Combining ex vivo gene therapy with stem cell transplantation for Junctional Epidermolysis BullosaCompleted
|Project lead||Prof. Johann Bauer|
|Organisation||EB House Austria|
|Partner organizations & collaborators||The Centre for Regenerative Medicine, University of Modena in Italy and Medizinische Hochschule Hanover|
|Project budget||EUR 260,000.00|
|Funder(s) / Co-Funder(s)||DEBRA UK, MSAP/EBEP Recommended|
|Research area||Molecular therapy, Cellular therapy|
Short lay summary
This group has brought together three prestigious research units in Europe: The EB House, University of Salzburg in Austria; The Centre for Regenerative Medicine, University of Modena in Italy and Medizinische Hochschule Hanover, Germany’s largest transplantation medicine centre to collaborate on important research in EB.
The centres have sound expertise in growing human tissues in the laboratory including growing human skin to produce sheets of skin cells that can be used for the treatment of large full-thickness skin burns. They are also experts in gene technology, which involves using harmless viruses to carry genes into a cell which then become incorporated into the cell’s own DNA. Viruses capable of carrying DNA into cells are called vectors.
The aim of the project entitled “Combining ex vivo gene therapy with stem cell transplantation for junctional epidermolysis bullosa” was to develop safe tools for implication of a clinical trial for nH-JEB patients with mutations in the COL17A1 gene. Similar trials in Italy and Austria showed the success of this approach for the Laminin B3 gene. Clinical evaluation showed stable skin for up to 7 years and molecular biological analysis revealed that the protein introduced by the therapy also was still expressed (indicating a long-term effect of the correction of skin stem cells).

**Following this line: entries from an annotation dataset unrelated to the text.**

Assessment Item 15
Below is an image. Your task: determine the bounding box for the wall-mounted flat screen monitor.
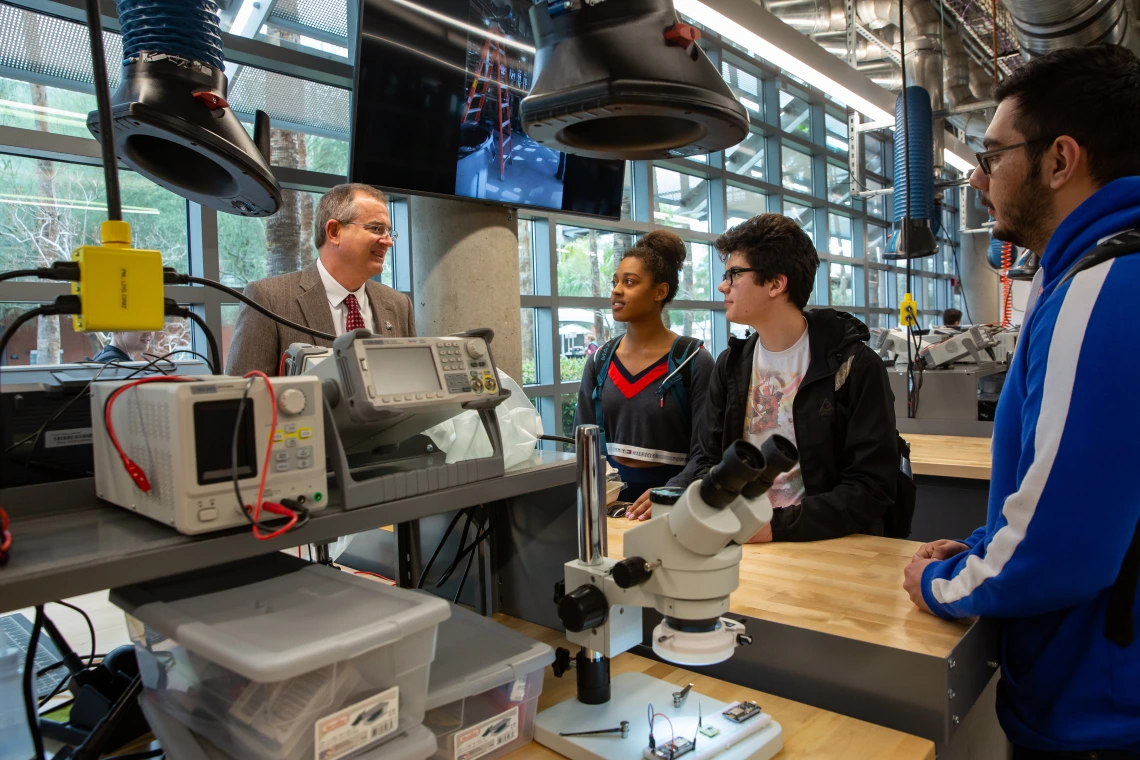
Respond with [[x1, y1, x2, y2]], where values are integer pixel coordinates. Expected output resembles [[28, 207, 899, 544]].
[[350, 0, 625, 219]]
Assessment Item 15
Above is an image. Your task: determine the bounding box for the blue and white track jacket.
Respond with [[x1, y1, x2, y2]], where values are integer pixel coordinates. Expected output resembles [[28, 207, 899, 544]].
[[922, 177, 1140, 751]]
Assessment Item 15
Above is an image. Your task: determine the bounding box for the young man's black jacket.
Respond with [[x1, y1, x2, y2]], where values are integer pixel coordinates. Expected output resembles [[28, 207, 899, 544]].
[[698, 309, 899, 541]]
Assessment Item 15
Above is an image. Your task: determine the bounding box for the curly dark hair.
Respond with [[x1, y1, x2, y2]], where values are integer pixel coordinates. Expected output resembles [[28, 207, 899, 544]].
[[994, 44, 1140, 186], [621, 229, 689, 307], [715, 214, 820, 309]]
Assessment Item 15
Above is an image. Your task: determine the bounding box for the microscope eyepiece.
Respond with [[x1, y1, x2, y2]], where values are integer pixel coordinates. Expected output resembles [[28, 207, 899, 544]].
[[740, 435, 799, 499], [700, 441, 766, 509]]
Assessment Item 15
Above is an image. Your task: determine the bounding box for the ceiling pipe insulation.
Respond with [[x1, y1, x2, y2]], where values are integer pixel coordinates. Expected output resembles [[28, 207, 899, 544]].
[[1003, 0, 1130, 58]]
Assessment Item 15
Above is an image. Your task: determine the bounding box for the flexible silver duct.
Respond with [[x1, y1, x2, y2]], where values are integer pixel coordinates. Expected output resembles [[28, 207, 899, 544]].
[[1003, 0, 1129, 57], [942, 30, 978, 108], [762, 0, 847, 33]]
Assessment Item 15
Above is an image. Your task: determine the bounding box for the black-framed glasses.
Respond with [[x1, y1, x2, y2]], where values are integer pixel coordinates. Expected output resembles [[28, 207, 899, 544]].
[[974, 137, 1053, 175], [341, 222, 400, 240], [720, 267, 760, 287]]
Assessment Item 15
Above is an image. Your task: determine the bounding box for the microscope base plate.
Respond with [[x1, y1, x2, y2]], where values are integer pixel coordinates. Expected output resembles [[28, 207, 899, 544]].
[[535, 673, 783, 760]]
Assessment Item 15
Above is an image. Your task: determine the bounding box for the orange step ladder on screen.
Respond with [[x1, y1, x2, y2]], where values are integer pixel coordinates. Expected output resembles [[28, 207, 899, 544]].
[[462, 26, 513, 179]]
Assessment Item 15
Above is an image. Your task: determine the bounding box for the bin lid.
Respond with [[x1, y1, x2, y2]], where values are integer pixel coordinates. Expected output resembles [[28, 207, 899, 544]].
[[111, 551, 450, 683], [425, 605, 554, 710]]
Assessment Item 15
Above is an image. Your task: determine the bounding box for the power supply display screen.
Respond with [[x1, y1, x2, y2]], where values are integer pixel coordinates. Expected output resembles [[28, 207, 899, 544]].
[[365, 346, 443, 395], [194, 399, 258, 485]]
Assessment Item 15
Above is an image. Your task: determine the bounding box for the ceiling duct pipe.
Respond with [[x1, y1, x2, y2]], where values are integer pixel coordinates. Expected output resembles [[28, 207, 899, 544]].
[[87, 0, 282, 216], [763, 0, 847, 33], [942, 30, 992, 150], [1003, 0, 1129, 58]]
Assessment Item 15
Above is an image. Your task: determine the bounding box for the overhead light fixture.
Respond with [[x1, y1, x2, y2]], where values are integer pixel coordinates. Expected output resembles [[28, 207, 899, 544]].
[[674, 0, 895, 122], [942, 148, 976, 174]]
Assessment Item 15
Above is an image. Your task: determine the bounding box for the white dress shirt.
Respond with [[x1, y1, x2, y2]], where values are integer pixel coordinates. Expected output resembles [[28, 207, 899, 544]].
[[317, 259, 376, 337]]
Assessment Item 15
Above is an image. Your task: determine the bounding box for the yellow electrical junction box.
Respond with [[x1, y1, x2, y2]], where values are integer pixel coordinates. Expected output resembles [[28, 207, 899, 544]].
[[72, 221, 166, 333], [898, 293, 919, 327]]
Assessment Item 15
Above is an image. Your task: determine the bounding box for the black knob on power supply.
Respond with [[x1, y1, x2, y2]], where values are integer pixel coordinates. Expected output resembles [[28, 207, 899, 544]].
[[559, 586, 610, 634], [612, 557, 653, 588]]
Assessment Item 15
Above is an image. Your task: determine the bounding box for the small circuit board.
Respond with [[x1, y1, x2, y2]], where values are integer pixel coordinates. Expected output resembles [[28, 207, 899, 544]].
[[653, 738, 693, 760], [720, 702, 760, 724]]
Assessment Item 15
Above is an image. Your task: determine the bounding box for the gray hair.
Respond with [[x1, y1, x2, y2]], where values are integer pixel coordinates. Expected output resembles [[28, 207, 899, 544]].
[[312, 182, 388, 251]]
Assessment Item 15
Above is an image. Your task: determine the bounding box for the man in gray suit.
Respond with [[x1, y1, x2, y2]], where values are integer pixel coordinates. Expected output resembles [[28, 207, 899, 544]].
[[226, 182, 416, 377]]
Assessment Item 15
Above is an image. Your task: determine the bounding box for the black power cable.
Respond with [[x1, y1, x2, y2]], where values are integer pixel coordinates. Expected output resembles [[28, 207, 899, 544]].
[[24, 604, 43, 760], [177, 272, 336, 341], [416, 509, 467, 588], [165, 299, 221, 375], [84, 0, 123, 221]]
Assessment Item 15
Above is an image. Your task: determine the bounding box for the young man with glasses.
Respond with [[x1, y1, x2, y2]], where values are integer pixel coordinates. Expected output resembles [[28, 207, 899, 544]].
[[699, 214, 899, 542], [226, 183, 416, 376], [903, 46, 1140, 760]]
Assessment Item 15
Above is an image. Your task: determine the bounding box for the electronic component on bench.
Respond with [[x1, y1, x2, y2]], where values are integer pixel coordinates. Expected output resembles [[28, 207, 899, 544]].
[[720, 702, 760, 724], [309, 330, 499, 453], [651, 738, 693, 760], [91, 375, 328, 534]]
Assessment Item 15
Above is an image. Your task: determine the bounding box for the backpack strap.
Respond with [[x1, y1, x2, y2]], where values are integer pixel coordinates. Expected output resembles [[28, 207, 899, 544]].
[[657, 335, 705, 428], [1057, 229, 1140, 647], [592, 335, 622, 448], [1105, 523, 1140, 647], [1055, 229, 1140, 289]]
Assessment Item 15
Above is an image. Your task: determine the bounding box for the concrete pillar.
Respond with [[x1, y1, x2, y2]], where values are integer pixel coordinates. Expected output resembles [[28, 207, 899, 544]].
[[959, 232, 1001, 325], [409, 197, 522, 382]]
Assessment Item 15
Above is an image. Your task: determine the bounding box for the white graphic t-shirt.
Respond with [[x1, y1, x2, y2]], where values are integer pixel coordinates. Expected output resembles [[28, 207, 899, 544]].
[[744, 326, 812, 509]]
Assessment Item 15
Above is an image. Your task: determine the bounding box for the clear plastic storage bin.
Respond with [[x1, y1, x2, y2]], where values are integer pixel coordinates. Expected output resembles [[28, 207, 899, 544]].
[[139, 693, 435, 760], [111, 553, 449, 760], [424, 606, 554, 760]]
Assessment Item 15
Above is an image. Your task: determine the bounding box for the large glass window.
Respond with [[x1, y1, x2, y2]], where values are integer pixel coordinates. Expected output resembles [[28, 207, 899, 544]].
[[727, 185, 768, 227], [0, 302, 189, 367], [519, 309, 538, 385], [866, 224, 889, 264], [780, 145, 812, 194], [559, 308, 625, 383], [780, 85, 812, 139], [830, 262, 863, 307], [784, 199, 815, 243], [0, 155, 187, 272], [663, 309, 713, 345], [555, 224, 635, 299], [828, 164, 852, 206], [828, 214, 855, 259], [0, 76, 95, 139], [653, 166, 709, 232], [720, 60, 764, 120], [724, 132, 765, 181], [863, 134, 887, 174], [823, 114, 847, 155], [676, 243, 713, 301]]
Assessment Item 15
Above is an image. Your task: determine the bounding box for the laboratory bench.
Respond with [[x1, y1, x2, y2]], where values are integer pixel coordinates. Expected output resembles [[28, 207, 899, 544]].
[[492, 485, 1004, 760], [0, 451, 575, 613], [495, 615, 935, 760], [903, 433, 991, 541], [25, 593, 935, 760]]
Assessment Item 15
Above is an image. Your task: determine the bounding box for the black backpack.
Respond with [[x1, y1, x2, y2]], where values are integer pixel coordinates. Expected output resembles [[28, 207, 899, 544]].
[[1055, 230, 1140, 647]]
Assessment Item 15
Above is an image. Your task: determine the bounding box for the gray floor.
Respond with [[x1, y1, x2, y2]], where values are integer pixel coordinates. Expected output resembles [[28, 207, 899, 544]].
[[486, 132, 562, 209]]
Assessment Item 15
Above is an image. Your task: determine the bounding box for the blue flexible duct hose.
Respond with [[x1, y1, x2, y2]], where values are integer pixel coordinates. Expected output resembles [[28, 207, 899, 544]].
[[115, 0, 226, 70], [895, 85, 934, 222], [986, 237, 1005, 269]]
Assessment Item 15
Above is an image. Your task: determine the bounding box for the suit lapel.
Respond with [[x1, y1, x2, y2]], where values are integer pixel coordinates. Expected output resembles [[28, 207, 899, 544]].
[[365, 280, 396, 335], [296, 262, 336, 345]]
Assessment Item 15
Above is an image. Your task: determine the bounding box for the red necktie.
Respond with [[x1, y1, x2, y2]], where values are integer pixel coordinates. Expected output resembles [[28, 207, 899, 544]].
[[344, 293, 364, 333]]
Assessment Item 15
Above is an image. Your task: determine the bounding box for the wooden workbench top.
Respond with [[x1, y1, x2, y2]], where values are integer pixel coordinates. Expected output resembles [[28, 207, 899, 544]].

One of the first steps of this project was to develop a safe way of integrating the correct gene sequence into patient cells. Viral vectors are a technology used to do this and safety testing for potential vector candidates for the clinical trial was carried out and vectors were selected for their high safety profile.
A particular retroviral vector carrying the COL17A1 DNA was designed. This was a type of vector that has already been used in previous studies and shown to be efficient and safe. JEB keratinocytes (type XVII collagen protein-deficient) in cell cultures treated with this vector showed restoration of protein expression comparable to non-EB cells. However, this correction did not influence the cells vitality or growth. To assess whether this vector would be suitable for the aspired clinical trial, safety validation was done. Also cells -involved with this vector type showed a very high safety profile.
Based on these results the retroviral vector carrying the COL17A1 cDNA was selected for the clinical trial. With this vector, patient cells were corrected which means the DNA sequence enables them to produce a stable and functional protein. These corrected cells will be used to grow skin sheets, which are transplanted onto highly affected areas of the patient and form stable and healthy skin there. Related documents were submitted to several regulatory authorities and the results are expected in the coming months. A small number of patients meeting the inclusion criteria have already been informed about the study. Screening is estimated to start towards the end of 2017 and first transplantations are planned for 2018.
In summary, this work established a safe and efficient way to correct JEB patient cells and achieved a clinical trial protocol, which is likely to start recruit patients within this year with the hope to improve their quality of life with partial repair of the skin stability.
What is important about this research?
“This preliminary work has enabled us to include novel safety tests for our patients that are treated with ex vivo stem cell/-gene therapy. In addition, knowledge about an efficient gene therapy vector for correction of type XVII collagen deficient JEB patients has been established. Based on this knowledge we are now ready to move ahead with further trials.”